Back to the present: policy-makers and many advocates continue to point to The Doughnut Hole offer by PhRMA as 'good' for seniors. But, there is confusion about details of the arrangement. And, as some have noted, by lowering prices for those in The Doughnut Hole, they will only be in many instances the same lower prices for a temporary time as the regular, everyday prices paid by citizens in other countries. Why shouldn't such prices be negotiated for all medicines.

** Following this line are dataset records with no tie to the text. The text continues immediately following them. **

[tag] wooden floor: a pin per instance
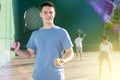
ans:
(86, 69)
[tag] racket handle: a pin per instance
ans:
(12, 49)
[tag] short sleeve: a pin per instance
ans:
(31, 42)
(66, 40)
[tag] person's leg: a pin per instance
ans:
(81, 53)
(77, 53)
(101, 59)
(109, 64)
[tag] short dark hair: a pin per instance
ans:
(47, 3)
(78, 35)
(105, 37)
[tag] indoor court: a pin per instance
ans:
(87, 69)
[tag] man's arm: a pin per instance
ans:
(29, 53)
(69, 54)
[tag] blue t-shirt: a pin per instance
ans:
(49, 44)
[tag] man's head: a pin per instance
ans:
(47, 12)
(47, 3)
(78, 35)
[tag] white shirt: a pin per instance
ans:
(106, 47)
(78, 42)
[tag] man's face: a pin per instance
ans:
(47, 14)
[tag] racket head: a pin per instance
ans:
(32, 18)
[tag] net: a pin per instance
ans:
(32, 18)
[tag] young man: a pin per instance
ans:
(78, 44)
(47, 44)
(105, 50)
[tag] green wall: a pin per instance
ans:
(72, 15)
(7, 31)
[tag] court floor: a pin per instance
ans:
(86, 69)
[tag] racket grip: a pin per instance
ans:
(12, 49)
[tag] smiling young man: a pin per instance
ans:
(47, 44)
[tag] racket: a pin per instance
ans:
(32, 20)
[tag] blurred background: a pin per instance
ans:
(77, 16)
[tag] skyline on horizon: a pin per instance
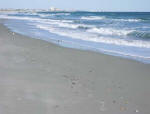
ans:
(94, 5)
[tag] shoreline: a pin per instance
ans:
(38, 77)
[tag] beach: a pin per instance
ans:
(38, 77)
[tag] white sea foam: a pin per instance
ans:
(110, 31)
(128, 20)
(94, 38)
(93, 18)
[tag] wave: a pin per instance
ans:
(95, 38)
(128, 20)
(140, 34)
(110, 31)
(93, 18)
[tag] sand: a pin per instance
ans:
(37, 77)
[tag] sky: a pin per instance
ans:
(104, 5)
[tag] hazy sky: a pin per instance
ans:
(106, 5)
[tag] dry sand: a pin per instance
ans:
(37, 77)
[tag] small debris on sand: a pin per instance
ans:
(123, 108)
(136, 110)
(114, 101)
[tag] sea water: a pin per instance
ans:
(125, 34)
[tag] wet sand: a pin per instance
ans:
(37, 77)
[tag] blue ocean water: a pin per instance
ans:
(125, 34)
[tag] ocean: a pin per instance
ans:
(124, 34)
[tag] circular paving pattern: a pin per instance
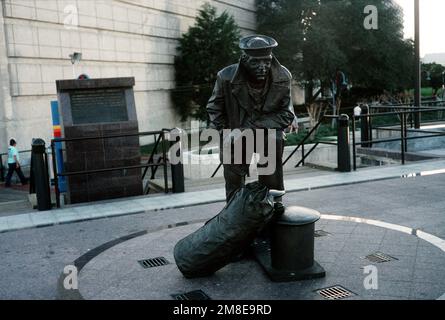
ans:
(415, 270)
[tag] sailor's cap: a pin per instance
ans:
(258, 45)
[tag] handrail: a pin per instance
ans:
(304, 140)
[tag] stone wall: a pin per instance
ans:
(118, 38)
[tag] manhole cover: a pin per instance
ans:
(152, 263)
(335, 293)
(380, 257)
(193, 295)
(321, 233)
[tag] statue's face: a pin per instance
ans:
(258, 67)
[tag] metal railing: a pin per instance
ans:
(403, 114)
(162, 162)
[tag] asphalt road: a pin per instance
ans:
(31, 261)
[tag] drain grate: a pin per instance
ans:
(380, 257)
(335, 293)
(153, 263)
(321, 233)
(193, 295)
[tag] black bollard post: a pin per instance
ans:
(177, 168)
(2, 170)
(289, 254)
(344, 152)
(40, 175)
(366, 127)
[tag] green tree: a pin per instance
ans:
(317, 37)
(207, 47)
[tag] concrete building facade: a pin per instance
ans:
(117, 38)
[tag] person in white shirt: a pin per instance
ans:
(14, 164)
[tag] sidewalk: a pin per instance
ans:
(142, 204)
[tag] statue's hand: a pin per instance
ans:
(232, 138)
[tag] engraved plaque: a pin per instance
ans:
(98, 106)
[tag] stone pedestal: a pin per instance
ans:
(93, 108)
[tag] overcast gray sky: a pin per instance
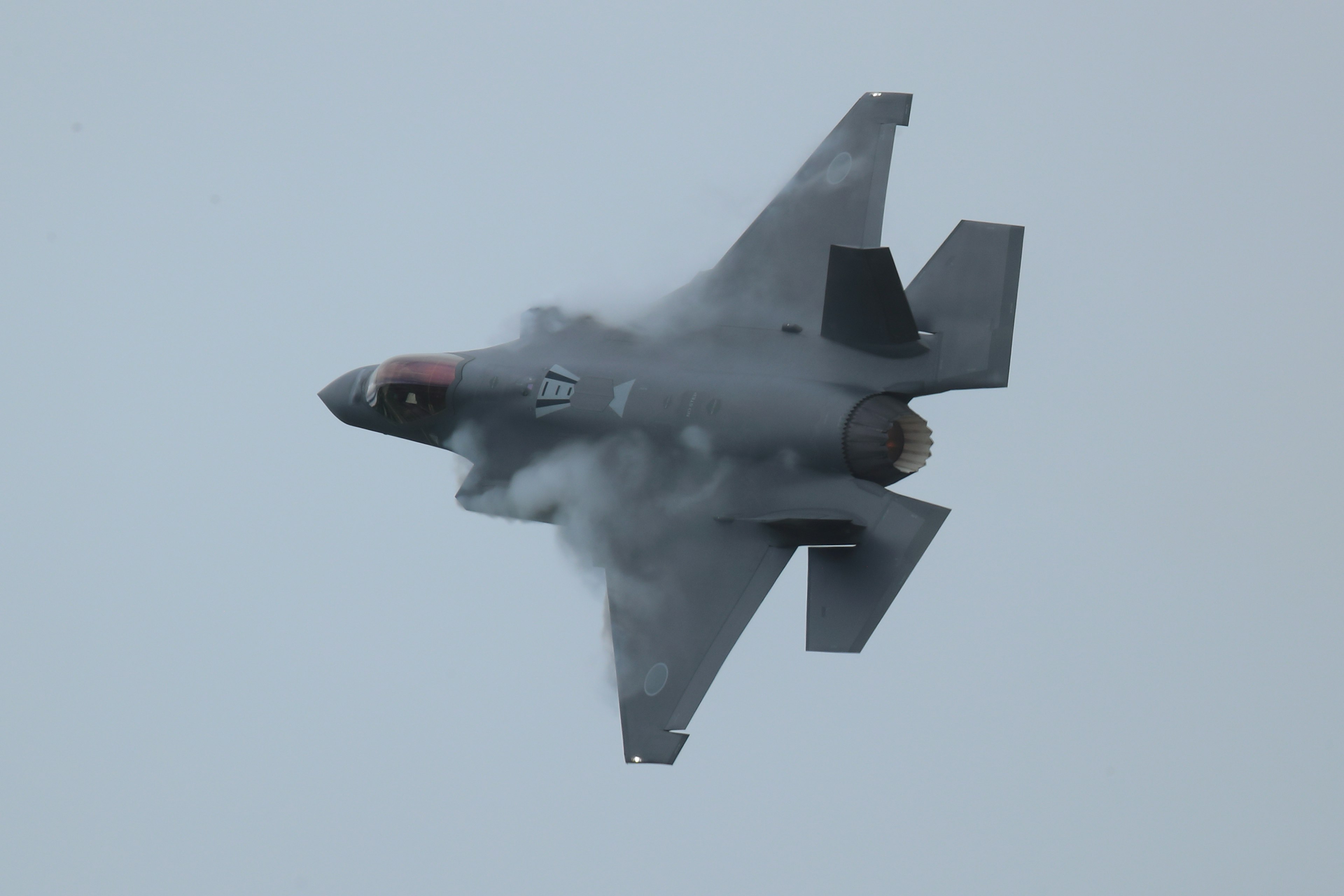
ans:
(245, 649)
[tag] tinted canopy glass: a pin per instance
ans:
(413, 387)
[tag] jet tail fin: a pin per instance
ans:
(967, 296)
(866, 307)
(850, 589)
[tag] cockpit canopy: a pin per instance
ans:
(409, 389)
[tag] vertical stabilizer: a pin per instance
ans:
(967, 296)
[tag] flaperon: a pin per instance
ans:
(764, 406)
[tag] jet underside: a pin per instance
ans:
(763, 407)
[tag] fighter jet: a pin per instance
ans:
(763, 407)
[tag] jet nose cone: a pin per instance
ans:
(339, 396)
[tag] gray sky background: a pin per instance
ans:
(245, 649)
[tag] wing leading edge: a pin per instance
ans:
(675, 622)
(776, 273)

The question must also be asked: Since there is a proven record of personal importation of safe, affordable medicines from licensed, registered pharmacies in Tier One Countries (those whose oversight and regulations of pharmaceutical medicines and pharmacies meet or even exceed those of the U.S, why shouldn't such personal importation be a part of public healthcare policy? Or has PhRMA, as indicated by Tauzin's statement after his White House meeting, negotiated restrictions on such importation, perhaps even seizures of vital medicines, which was banned by the U.S. Congress in 2006 and which has arisen more recently as Senator David Vitter (R-LA) successfully sponsored an amendment to ensure that U.S. customs is forbidden to engage in such seizures? Added to this, since the 'full price' as set by PhRMA will be credited towards satisfying The Doughnut Hole, it means that seniors who have been unable to purchase medicines while in the Hole will hopefully be able to continue their medications and will get out of The Doughnut Hole where they can has catastrophic coverage.

At that point, the medicines return to full price with the U.S. government paying 95 percent of full costs, generating a government-supported windfall for pharma. Is this what PhRMA negotiated with the U.S. Senate? And is this a part of the price we must pay for such 'cooperation?' In the next few postings, we show why this might only be the tip of the iceberg.